The Fig Tree (Strangler) Pattern: Replace Legacy Systems Without a Big-Bang Rewrite
Key Takeaways: The fig tree or strangler pattern works when you can control traffic at a choke point and measure outcomes per route.
Key Takeaways:
- The fig tree or strangler pattern works when you can control traffic at a choke point and measure outcomes per route.
- The fastest wins come from strangling read paths first, then writes, then shared data.
- Most failures come from hidden coupling: shared databases, shared auth, and “just one more endpoint” scope creep.
- Treat the migration like a product with SLOs, a backlog, and a kill switch, not a side project.
Most CTOs I talk to don’t fear legacy code. They fear the rewrite. A big-bang cutover turns one bad deploy into a company wide incident. The fig tree, also called the strangler pattern, gives you a calmer path. You grow a new system around the old one, route traffic to the new parts, and shrink the old system until it has nothing left to do.
This pattern isn’t “timely” because it’s trendy. It’s timely because teams ship faster than architecture ages. A few years later, the same system blocks every roadmap item. And the business still expects weekly releases.
What is the fig tree or strangler pattern?
Here’s a definition I use with boards and exec teams.
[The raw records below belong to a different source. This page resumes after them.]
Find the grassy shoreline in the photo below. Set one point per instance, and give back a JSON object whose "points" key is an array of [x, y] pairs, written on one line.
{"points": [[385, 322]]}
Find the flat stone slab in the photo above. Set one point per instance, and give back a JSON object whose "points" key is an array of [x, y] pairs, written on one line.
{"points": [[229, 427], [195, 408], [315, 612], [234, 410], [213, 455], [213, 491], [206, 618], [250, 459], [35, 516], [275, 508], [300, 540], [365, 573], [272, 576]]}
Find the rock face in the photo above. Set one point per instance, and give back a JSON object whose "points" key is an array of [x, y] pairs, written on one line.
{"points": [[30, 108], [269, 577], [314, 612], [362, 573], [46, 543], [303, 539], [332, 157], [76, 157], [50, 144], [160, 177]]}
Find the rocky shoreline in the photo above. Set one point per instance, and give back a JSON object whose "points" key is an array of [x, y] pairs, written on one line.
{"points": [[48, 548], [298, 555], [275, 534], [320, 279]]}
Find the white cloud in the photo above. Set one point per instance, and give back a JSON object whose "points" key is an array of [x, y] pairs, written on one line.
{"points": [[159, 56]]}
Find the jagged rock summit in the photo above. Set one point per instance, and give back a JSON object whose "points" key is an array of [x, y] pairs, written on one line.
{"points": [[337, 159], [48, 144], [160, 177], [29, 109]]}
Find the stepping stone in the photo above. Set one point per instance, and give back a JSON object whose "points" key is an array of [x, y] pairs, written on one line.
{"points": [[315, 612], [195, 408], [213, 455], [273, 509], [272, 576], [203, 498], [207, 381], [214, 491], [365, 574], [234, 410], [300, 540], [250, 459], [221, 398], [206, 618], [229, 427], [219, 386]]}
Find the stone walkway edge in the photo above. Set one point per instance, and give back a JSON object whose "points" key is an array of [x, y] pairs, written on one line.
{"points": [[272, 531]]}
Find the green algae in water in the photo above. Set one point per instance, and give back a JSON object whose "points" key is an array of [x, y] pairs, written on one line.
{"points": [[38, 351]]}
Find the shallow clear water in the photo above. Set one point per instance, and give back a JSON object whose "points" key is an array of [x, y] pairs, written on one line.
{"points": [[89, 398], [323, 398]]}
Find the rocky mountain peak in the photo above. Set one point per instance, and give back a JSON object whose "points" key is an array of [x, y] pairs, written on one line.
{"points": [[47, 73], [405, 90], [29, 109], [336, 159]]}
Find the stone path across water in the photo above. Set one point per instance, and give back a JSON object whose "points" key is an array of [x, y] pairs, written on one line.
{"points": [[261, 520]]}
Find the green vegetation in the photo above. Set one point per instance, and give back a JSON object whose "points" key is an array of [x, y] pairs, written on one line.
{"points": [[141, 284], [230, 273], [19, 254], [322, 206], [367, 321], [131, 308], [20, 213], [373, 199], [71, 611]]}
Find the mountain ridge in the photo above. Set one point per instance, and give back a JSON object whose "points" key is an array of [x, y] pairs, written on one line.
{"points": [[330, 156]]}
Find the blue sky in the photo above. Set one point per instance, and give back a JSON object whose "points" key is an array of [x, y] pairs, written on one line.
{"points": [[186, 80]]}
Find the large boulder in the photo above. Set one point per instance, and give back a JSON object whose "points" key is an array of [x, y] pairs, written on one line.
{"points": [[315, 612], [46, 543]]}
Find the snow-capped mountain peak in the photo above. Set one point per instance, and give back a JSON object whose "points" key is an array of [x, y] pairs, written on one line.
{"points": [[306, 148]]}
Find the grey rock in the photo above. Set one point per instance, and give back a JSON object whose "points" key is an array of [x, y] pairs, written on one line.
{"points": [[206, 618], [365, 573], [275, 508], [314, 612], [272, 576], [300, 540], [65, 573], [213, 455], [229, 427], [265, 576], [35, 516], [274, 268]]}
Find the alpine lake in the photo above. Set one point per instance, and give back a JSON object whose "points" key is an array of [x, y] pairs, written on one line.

Quotable definition: The fig tree or strangler pattern replaces a legacy system by intercepting traffic, moving one capability at a time to a new implementation, and keeping both systems running until the old one has no traffic.
Martin Fowler popularized the idea as the “Strangler Fig” pattern, named after a vine that grows around a tree and takes over its canopy over time. His write up is still the cleanest mental model: Strangler Fig Application.
In software terms, you need three things:
- A choke point where you can intercept calls, often an API gateway, reverse proxy, or edge router.
- A routing rule that decides old vs new per request.
- A feedback loop that tells you if the new path is safe.
This isn’t only for monoliths. I’ve used it to replace a payments provider, a search cluster, and an internal identity service. The pattern held because we could control traffic and we had clear signals that told us if we were breaking users.
When to use the strangler pattern vs a rewrite
Use the strangler pattern when the business needs steady delivery during the migration. That’s most companies.
It works best when:
- You can route traffic by URL, tenant, account, region, or feature flag.
- You can run both systems in parallel for months.
- You can live with temporary duplication, like two implementations of “create invoice.”
- You’re willing to spend real time on observability and test automation.
Skip it when the old system has no stable boundary. You can still strangle a monolith with 1,200 internal calls per request and a shared database, but you’re signing up for a longer runway and a lot more discipline.
A practical decision matrix helps. I call it the Choke Point Test.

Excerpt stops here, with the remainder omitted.